Um parlamento forte e independente faz bem à democracia em qualquer lugar do mundo. Não por acaso, autocratas em regimes ditatoriais costumam investir sobre o Legislativo, atacando seus membros e até impedindo o funcionamento das atividades de Câmara ou Senado. A ditadura instalada no Brasil em 1964 cassou eleitos pela população para ter controle absoluto sobre o Congresso Nacional. Bandidagem pura.
É saudável, além de necessário, que a atuação de parlamentares funcione como freio e contrapeso aos níveis de poder concedidos ao presidente da República. A alternativa medonha é o caminho do autoritarismo: legisladores cerceados no exercício de seus mandatos. No Poder Legislativo, a democracia se materializa na plenitude.

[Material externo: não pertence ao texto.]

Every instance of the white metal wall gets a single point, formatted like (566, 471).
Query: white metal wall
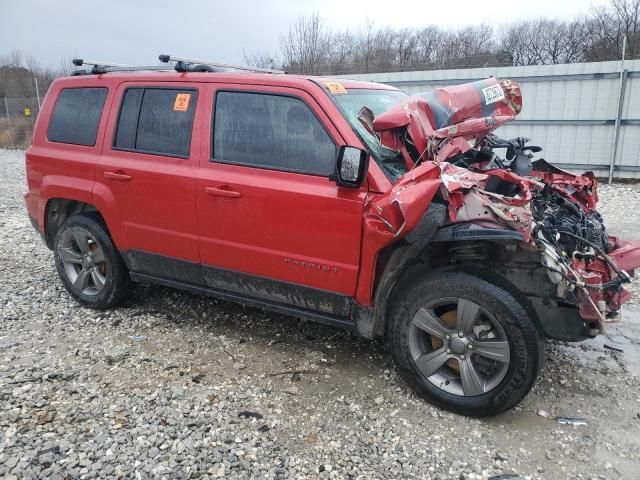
(569, 110)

Muito bem. Esse é o desenho ideal no Estado Democrático de Direito. O problema é quando esse mesmo Legislativo pretende governar o país – com todas as prerrogativas e nenhuma responsabilidade diante de seus atos. É o que se passa no Brasil dos últimos anos. Aos poucos, um tipo de parlamentarismo se impôs de modo deletério.
O resultado dessa distorção produziu Davi Alcolumbre, um político medíocre com um histórico de mutretas em casos de corrupção, que passou uma década e meia no obscurantismo do baixo clero na Câmara e entre colegas senadores. Sua trajetória deu uma guinada quando, em 2019, o bolsonarismo o elegeu presidente do Senado.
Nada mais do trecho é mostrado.